Machine Learning data comes in a wide range of formats such as videos, images, sound clips, text and sensor data. For Machine Learning purposes, regardless of the data format, all data can be considered as arrays of numbers. Images for example can be viewed as three-dimensional arrays containing RGB values for each pixel. Sensor data can be thought of as one-dimensional arrays of sensor values versus time. Our first step in analyzing data, regardless of the format, is to transform the data into arrays of numbers. This article introduces NumPy, a vital Machine Learning tool, and how it is levered to provide efficient storage and manipulation of numerical arrays.
Python built-in lists
Data types in Python are dynamically inferred, as oppose to C-based languages which require variable data types to be explicitly declared. This is one of the attractive aspects of Python, which contributes to its flexibility and ease of use. Thanks to this dynamic typing approach, Python lists can hold variables of different types.
In [1]: numbers = [1, 'two', 3]
In [2]: [type(element) for element in numbers]
Out[2]: [int, str, int]
Dynamic typing however requires that even a simple integer variable carries overhead information to support type inference during program execution. Compared to an integer in C/C++, which is simply a label pointing to an area of memory, a Python integer is a structure which carries information required to perform dynamic typing.
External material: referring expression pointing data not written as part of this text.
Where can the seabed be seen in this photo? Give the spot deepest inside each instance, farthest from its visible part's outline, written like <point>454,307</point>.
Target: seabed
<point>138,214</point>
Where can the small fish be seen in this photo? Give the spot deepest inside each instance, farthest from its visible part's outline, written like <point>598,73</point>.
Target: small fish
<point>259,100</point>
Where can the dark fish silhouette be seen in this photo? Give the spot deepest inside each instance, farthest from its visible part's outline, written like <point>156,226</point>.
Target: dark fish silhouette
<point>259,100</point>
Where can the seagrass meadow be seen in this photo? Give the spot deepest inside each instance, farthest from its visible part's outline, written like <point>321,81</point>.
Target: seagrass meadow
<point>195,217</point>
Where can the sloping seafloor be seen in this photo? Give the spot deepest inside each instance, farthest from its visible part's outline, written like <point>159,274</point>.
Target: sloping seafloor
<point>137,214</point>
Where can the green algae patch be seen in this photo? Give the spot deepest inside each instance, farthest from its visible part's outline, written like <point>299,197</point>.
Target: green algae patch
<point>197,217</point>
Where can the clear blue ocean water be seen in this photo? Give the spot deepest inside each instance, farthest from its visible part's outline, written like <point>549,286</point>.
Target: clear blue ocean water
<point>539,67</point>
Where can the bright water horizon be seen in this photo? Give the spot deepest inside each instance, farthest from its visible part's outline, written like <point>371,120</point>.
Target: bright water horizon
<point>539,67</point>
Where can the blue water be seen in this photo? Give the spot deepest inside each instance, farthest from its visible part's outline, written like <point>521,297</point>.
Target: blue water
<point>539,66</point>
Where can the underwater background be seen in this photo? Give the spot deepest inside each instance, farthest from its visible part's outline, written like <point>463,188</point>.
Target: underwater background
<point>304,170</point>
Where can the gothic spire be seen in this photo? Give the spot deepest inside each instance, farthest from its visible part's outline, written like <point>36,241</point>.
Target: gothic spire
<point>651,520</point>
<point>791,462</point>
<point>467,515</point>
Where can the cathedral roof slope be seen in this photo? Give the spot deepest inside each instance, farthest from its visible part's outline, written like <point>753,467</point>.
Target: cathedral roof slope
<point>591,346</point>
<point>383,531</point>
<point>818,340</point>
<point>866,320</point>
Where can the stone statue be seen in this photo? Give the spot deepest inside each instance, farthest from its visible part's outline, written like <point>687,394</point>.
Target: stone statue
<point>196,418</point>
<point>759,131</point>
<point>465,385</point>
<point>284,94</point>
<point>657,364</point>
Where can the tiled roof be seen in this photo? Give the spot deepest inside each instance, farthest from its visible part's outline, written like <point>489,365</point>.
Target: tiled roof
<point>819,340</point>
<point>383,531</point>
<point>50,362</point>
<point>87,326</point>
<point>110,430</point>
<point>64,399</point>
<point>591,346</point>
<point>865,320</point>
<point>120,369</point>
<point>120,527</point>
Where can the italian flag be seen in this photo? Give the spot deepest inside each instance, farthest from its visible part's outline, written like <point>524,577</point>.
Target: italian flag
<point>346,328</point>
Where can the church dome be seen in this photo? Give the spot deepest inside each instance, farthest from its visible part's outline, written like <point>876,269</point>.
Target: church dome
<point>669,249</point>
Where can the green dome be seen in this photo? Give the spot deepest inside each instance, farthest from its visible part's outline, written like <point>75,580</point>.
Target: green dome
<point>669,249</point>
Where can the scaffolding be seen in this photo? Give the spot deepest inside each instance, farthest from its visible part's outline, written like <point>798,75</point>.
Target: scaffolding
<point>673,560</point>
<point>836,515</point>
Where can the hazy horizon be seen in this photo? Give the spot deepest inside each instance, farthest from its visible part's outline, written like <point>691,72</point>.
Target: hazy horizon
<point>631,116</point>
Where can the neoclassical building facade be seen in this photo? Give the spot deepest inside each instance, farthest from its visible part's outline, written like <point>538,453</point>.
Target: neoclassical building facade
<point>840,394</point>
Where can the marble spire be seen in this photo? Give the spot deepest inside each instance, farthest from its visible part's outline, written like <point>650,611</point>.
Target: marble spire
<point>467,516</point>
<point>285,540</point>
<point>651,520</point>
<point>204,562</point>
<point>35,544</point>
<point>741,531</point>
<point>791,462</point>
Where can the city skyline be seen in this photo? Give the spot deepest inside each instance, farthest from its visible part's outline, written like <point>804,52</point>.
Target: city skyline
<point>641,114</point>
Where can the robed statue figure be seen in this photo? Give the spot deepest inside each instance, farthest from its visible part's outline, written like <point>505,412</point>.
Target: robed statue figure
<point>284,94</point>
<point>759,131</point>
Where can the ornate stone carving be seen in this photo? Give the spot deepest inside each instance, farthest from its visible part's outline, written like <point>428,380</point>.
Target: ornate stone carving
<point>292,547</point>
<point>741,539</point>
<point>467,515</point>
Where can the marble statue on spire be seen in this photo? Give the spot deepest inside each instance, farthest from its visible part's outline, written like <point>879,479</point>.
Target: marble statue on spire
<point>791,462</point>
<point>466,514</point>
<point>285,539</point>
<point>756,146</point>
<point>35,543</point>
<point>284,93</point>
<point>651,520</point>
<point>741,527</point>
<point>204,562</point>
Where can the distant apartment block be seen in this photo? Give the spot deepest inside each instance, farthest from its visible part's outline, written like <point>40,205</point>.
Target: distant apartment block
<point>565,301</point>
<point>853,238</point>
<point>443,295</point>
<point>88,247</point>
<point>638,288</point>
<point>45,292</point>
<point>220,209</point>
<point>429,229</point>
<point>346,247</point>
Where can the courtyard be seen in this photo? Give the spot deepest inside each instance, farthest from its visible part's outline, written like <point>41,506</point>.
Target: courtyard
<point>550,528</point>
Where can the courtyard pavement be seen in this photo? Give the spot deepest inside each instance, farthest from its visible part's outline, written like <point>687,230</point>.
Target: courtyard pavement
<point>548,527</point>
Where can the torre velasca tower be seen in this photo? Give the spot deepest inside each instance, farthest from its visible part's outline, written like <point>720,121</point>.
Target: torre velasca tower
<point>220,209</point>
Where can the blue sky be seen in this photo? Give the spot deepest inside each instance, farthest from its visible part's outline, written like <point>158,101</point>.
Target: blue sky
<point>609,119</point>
Carrying this additional information comes at a cost, especially when creating large arrays containing a significant number of objects. For this reason, Python’s built-in list object is not suitable for storing and manipulating large quantities of Machine Learning data.
The NumPy ndarray
The solution to the challenges described above is the NumPy ndarray object, which provides a fixed-type data buffer combined with an interface for performing efficient operations on the data. This trades the flexibility of dynamic typing for computational efficiency, making it an ideal solution for Machine Learning. There are several ways to create a NumPy array, the easiest of which is using a Python list. Note that the data type is common for the whole NumPy array, accessed via the dtype attribute.
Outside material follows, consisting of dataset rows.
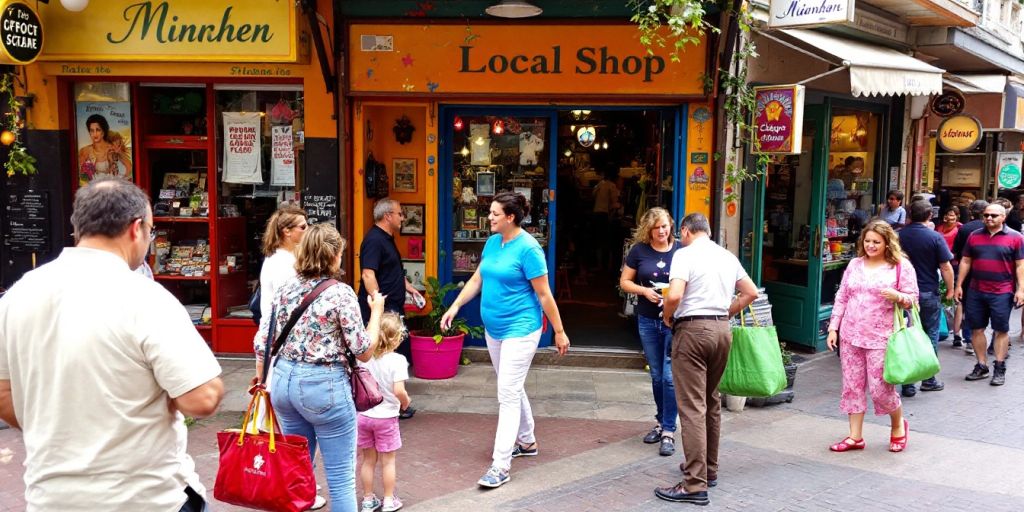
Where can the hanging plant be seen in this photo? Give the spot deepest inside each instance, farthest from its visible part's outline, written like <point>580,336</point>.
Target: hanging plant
<point>18,159</point>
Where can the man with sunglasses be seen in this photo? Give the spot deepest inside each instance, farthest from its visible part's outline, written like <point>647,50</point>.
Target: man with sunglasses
<point>996,256</point>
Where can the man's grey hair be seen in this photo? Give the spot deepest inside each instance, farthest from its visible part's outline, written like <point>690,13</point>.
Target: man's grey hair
<point>696,222</point>
<point>107,207</point>
<point>382,208</point>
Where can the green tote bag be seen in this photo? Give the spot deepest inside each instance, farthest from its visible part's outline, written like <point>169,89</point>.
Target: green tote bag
<point>909,356</point>
<point>755,366</point>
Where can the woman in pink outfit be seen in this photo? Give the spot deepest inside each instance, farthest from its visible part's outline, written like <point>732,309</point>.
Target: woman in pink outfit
<point>876,282</point>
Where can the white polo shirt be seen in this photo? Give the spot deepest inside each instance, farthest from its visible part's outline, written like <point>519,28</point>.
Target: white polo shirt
<point>94,352</point>
<point>711,273</point>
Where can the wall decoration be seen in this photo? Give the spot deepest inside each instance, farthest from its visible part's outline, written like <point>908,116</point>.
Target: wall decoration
<point>414,221</point>
<point>404,174</point>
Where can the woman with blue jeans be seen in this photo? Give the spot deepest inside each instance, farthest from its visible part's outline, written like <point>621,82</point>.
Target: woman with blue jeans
<point>310,389</point>
<point>512,281</point>
<point>647,264</point>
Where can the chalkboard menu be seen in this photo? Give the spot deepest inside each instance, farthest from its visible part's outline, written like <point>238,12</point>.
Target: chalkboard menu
<point>27,221</point>
<point>321,208</point>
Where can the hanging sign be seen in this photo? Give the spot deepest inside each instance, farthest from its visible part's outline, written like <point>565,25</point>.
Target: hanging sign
<point>20,34</point>
<point>960,133</point>
<point>283,157</point>
<point>778,119</point>
<point>788,13</point>
<point>1010,165</point>
<point>243,156</point>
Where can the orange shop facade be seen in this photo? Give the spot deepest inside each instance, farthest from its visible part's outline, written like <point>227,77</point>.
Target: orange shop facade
<point>449,115</point>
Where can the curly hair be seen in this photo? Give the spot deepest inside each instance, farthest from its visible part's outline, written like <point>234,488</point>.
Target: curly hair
<point>648,220</point>
<point>894,253</point>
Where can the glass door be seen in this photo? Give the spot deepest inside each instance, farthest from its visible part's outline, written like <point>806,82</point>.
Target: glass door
<point>792,250</point>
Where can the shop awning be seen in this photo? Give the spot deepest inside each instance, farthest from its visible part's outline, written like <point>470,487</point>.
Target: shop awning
<point>977,84</point>
<point>873,70</point>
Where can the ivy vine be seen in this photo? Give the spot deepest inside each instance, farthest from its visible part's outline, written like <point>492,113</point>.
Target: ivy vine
<point>685,23</point>
<point>18,159</point>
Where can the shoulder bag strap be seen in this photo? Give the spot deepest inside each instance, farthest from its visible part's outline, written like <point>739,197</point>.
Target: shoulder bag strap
<point>310,297</point>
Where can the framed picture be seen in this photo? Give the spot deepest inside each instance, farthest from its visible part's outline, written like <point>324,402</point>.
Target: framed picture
<point>413,223</point>
<point>404,174</point>
<point>484,183</point>
<point>415,248</point>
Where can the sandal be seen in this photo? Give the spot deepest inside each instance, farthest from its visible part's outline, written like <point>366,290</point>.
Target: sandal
<point>848,444</point>
<point>897,444</point>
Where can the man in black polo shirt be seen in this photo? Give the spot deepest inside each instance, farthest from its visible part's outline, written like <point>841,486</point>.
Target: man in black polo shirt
<point>380,267</point>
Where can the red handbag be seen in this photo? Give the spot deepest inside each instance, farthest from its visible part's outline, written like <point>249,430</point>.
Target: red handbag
<point>265,471</point>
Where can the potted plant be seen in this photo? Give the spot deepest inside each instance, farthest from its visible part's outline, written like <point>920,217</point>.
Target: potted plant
<point>436,351</point>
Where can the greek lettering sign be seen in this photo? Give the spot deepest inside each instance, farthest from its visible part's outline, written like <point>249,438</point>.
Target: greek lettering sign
<point>788,13</point>
<point>1010,169</point>
<point>20,34</point>
<point>960,133</point>
<point>778,119</point>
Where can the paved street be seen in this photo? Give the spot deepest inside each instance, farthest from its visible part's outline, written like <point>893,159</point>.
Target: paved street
<point>964,454</point>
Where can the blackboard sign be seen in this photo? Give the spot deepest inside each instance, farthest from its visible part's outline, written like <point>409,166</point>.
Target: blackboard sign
<point>321,208</point>
<point>28,222</point>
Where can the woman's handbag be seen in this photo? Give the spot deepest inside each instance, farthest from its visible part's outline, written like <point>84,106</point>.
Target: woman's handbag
<point>755,366</point>
<point>909,355</point>
<point>265,471</point>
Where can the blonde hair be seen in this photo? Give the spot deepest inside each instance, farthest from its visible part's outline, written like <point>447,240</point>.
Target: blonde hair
<point>315,255</point>
<point>392,332</point>
<point>647,222</point>
<point>287,216</point>
<point>894,253</point>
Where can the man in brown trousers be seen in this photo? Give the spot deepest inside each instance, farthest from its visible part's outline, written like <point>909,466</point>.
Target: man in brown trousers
<point>707,287</point>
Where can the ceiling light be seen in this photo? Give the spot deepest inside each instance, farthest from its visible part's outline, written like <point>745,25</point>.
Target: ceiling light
<point>513,8</point>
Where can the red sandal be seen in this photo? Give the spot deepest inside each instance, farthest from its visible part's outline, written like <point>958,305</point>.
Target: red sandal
<point>848,444</point>
<point>897,444</point>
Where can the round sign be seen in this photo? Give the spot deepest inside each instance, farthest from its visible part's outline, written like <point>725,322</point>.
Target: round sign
<point>960,133</point>
<point>20,33</point>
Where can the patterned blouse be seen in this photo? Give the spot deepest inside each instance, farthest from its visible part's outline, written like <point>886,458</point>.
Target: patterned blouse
<point>318,337</point>
<point>862,315</point>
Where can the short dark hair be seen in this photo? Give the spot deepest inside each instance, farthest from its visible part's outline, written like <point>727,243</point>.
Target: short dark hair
<point>513,204</point>
<point>696,222</point>
<point>107,207</point>
<point>921,211</point>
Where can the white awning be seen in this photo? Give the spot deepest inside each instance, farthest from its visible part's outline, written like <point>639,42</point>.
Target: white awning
<point>977,84</point>
<point>875,70</point>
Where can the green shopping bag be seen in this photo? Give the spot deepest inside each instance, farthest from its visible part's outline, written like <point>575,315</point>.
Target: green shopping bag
<point>755,366</point>
<point>909,356</point>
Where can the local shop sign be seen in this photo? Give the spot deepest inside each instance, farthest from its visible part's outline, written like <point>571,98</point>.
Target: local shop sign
<point>960,133</point>
<point>20,34</point>
<point>778,119</point>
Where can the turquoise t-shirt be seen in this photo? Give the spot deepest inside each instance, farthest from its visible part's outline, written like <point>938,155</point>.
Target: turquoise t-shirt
<point>509,306</point>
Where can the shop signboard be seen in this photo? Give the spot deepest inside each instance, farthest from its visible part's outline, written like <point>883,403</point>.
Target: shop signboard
<point>20,34</point>
<point>778,119</point>
<point>790,13</point>
<point>221,31</point>
<point>960,133</point>
<point>1009,164</point>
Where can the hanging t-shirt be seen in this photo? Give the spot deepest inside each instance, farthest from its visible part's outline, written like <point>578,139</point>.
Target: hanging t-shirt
<point>509,306</point>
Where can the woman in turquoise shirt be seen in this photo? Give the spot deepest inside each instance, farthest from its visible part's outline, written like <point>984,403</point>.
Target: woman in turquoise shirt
<point>512,279</point>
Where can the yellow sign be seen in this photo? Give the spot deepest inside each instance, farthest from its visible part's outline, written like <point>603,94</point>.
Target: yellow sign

In [3]: import numpy as np
In [4]: array = np.array([1, 2, 3, 4])
In [5]: array
Out[5]: array([1, 2, 3, 4])
In [6]: array.dtype
Out[6]: dtype('int64')
The data type of the NumPy array can be explicitly set using the dtype keyword.
In [7]: np.array([1, 2.3, 4, 9.8], dtype='float32')
Out[7]: array([1. , 2.3, 4. , 9.8], dtype=float32)
Often in Machine Learning, the required size of the array is known but the elements are unknown. NumPy provides functions which allow arrays to be initialized to predetermined dimensions with placeholder content.
In [8]: np.zeros((2, 3))
Out[8]:
array([[0., 0., 0.],
[0., 0., 0.]])
NumPy’s reshaping functions are valuable when the shape of datasets needs to be transformed, for example changing a 1D array into a 2D array.
In [9]: np.arange(9).reshape(3, 3)
Out[9]:
array([[0, 1, 2],
[3, 4, 5],
[6, 7, 8]])
In addition to dynamic typing, the other factor that slows Python down is the way operations are performed on loops. If a for-loop is used to perform a computation on each element of an array, Python inspects the element’s type then performs a dynamic lookup of the correct function to use for that type. This is unnecessary when working with arrays of uniform type. The key to achieving computational speed with NumPy’s arrays is to use vectorized operations rather than loops. NumPy’s means of achieving this is called Universal Functions, also known as UFuncs, which are statically typed, compiled routines. The idea is to put the looping into the compiled layer behind NumPy, rather than the interpreted approach taken by Python. Operations are performed on the array itself, which are then applied to each element.
In [10]: array = np.array([1, 2, 3, 4])
In [11]: np.add(array, 2)
Out[11]: array([3, 4, 5, 6])
In [12]: np.sin(array)
Out[12]: array([ 0.84147098, 0.90929743, 0.14112001, -0.7568025 ])
The final aspect of NumPy to mention is Fancy Indexing. NumPy supports the regular indexing and slicing operations which are well known to Python developers. In addition, NumPy offers a means of accessing arrays using arrays of indices rather than single scalars. This enables quick access and modification of complicated array subsets. The key with Fancy Indexing is that the shape of the result reflects the shape of the index arrays rather than the shape of the array being indexed.
In [13]: array = np.arrange(9)**2
In [14]: array
Out[14]: array([ 0, 1, 4, 9, 16, 25, 36, 49, 64])
In [15]: index = np.array([[0, 3], [8, 4]])
In [16]: array[index]
Out[16]:
array([[ 0, 9],
[64, 16]])
Conclusion
The driver behind NumPy is to provide efficient storage and manipulation of data in memory, overcoming the slowness of Python’s built-in containers caused by dynamic typing and looping. This article has touched on the key aspects of NumPy’s interface and it’s applicability in Machine Learning.